Thanks for the response Roy. I was just wondering why the connection of mutation and human (interspecies) evolution is made when it, as far as i know, has never been shown to exist.

Or has it and i just dont know about it?
 
Thanks for the response Roy. I was just wondering why the connection of mutation and human (interspecies) evolution is made when it, as far as i know, has never been shown to exist.

Or has it and i just dont know about it?

???

Mutation is the source for genetic diversity. Not a lot of evolution happens without it.
 
Thanks for the response Roy. I was just wondering why the connection of mutation and human (interspecies) evolution is made when it, as far as i know, has never been shown to exist.

Or has it and i just dont know about it?

We are all different from one another, aren't we? I mean to say, I don't think of the same things you do. I don't look exactly like you.

Not all evolutionary changes are simply because of mutations. We can observe that two plants with genes for tall stems, when bred together, will more often than not generate a new plant that grows taller than either one. And that is just one attribute. There are many attributes of many variabilities within genes even without the presence of a mutation.

A mutation is more like a short cut. It changes the DNA in places or in ways that would either have taken much longer to change otherwise, or would never have occured at all. These changes are also directly related to the cause of the mutation, such as gamma rays to a specific area of a specific tissue will cause generally the same mutation ('generally' simply because the same exact event cannot take place twice).

But, DNA is all just a long pattern made of the same basic symbols. Think of a DNA strand like a book, in a specific language. The actual substance of the book is just the same symbols, but they are put in different orders which we translate to form ideas. The building blocks of DNA are just words; the DNA itself is the book. Your body is the idea. Because DNA is just a pattern, information can be "added" even by mistakes. A simple error in copying will change the end product depending on where the error was, what it was before, and what it is now. An error in a gene that is switched off won't have any effects. But if the error causes the unused gene to be switched on, then it will have drastic effects. But if the error switches one single symbol for another, then the effect might not even be noticable. But any minor change makes the end product different.

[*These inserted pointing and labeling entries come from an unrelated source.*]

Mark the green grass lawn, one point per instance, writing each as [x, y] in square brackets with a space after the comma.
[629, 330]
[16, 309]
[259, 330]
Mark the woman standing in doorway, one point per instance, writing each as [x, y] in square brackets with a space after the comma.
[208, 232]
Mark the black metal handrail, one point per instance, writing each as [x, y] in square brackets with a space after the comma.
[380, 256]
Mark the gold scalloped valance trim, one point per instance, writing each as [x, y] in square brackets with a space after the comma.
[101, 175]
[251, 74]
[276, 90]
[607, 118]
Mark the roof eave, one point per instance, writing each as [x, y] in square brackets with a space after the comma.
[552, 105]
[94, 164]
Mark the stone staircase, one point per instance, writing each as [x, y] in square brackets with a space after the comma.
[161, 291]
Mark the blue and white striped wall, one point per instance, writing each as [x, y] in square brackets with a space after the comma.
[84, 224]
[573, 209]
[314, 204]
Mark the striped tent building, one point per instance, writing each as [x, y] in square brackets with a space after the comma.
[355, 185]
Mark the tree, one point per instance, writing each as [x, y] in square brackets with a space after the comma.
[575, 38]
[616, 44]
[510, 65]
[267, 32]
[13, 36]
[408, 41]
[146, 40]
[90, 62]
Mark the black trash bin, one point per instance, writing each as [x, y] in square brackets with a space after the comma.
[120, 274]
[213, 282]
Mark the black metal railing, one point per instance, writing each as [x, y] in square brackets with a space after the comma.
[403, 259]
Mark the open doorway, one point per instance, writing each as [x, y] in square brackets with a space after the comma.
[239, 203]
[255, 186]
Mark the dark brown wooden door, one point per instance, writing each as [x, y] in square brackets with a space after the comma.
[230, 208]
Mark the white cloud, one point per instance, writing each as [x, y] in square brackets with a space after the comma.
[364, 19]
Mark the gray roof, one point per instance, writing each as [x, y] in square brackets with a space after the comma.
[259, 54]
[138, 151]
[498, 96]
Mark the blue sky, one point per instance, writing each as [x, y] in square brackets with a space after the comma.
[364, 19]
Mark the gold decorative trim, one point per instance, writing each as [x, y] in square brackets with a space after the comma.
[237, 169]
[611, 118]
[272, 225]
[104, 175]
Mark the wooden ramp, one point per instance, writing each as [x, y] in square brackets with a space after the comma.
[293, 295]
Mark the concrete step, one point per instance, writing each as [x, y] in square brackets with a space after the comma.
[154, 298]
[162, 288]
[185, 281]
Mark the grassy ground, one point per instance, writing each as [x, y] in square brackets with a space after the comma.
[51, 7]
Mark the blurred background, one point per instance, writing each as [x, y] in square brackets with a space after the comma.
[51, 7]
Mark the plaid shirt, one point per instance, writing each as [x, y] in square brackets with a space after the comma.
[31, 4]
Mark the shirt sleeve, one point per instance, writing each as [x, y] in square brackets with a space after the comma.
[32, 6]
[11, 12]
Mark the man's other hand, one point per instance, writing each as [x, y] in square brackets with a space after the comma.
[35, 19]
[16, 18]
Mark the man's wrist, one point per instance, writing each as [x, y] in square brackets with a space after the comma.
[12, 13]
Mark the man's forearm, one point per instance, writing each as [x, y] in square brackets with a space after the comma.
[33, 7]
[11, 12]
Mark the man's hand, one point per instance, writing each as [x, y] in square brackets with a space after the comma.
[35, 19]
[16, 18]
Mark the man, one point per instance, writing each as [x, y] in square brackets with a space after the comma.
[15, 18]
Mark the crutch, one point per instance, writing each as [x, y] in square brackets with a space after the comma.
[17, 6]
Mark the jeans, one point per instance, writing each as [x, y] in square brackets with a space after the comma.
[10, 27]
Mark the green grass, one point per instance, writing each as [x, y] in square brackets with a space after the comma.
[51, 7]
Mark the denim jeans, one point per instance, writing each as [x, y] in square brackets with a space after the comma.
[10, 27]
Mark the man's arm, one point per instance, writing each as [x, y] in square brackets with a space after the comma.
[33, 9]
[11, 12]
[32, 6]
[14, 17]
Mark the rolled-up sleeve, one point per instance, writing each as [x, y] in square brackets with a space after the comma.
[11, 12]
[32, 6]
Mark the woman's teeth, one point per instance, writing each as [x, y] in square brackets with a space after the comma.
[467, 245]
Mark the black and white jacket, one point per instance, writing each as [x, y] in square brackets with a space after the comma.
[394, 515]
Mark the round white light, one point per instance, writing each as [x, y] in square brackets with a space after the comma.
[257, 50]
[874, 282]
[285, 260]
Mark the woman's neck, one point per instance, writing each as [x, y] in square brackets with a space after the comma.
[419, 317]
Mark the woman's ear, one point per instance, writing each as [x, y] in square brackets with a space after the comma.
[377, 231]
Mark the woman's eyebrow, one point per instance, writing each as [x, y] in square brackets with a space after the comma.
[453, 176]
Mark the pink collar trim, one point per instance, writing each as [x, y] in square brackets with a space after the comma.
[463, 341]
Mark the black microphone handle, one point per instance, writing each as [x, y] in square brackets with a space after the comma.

In this way, it is seemingly impossible that DNA could not change or be changed to become any imaginable (or non-imaginable for that matter) organism possible.
 
hmmmrrrrggghh...grump...

maybe maybe, but in developmental biology you can have an accumulation of mutations that don't do shit by themselves but after enough new mutated material is collected this can be used to change regulatory pathways and processes leading to novelty.

Or gene duplications. In itself they don't do anything at first, but they make it possible to rapidly change a regulatory process leading to new form.

or something like that.

Numerous times I cited examples of novelty traits evolving in canidae evolution: curly tails, upright ears, white spots. This occurs in domesticated dogs, foxes and wolves. But I think you might be thinking of examples in other species? If so, could you share a few?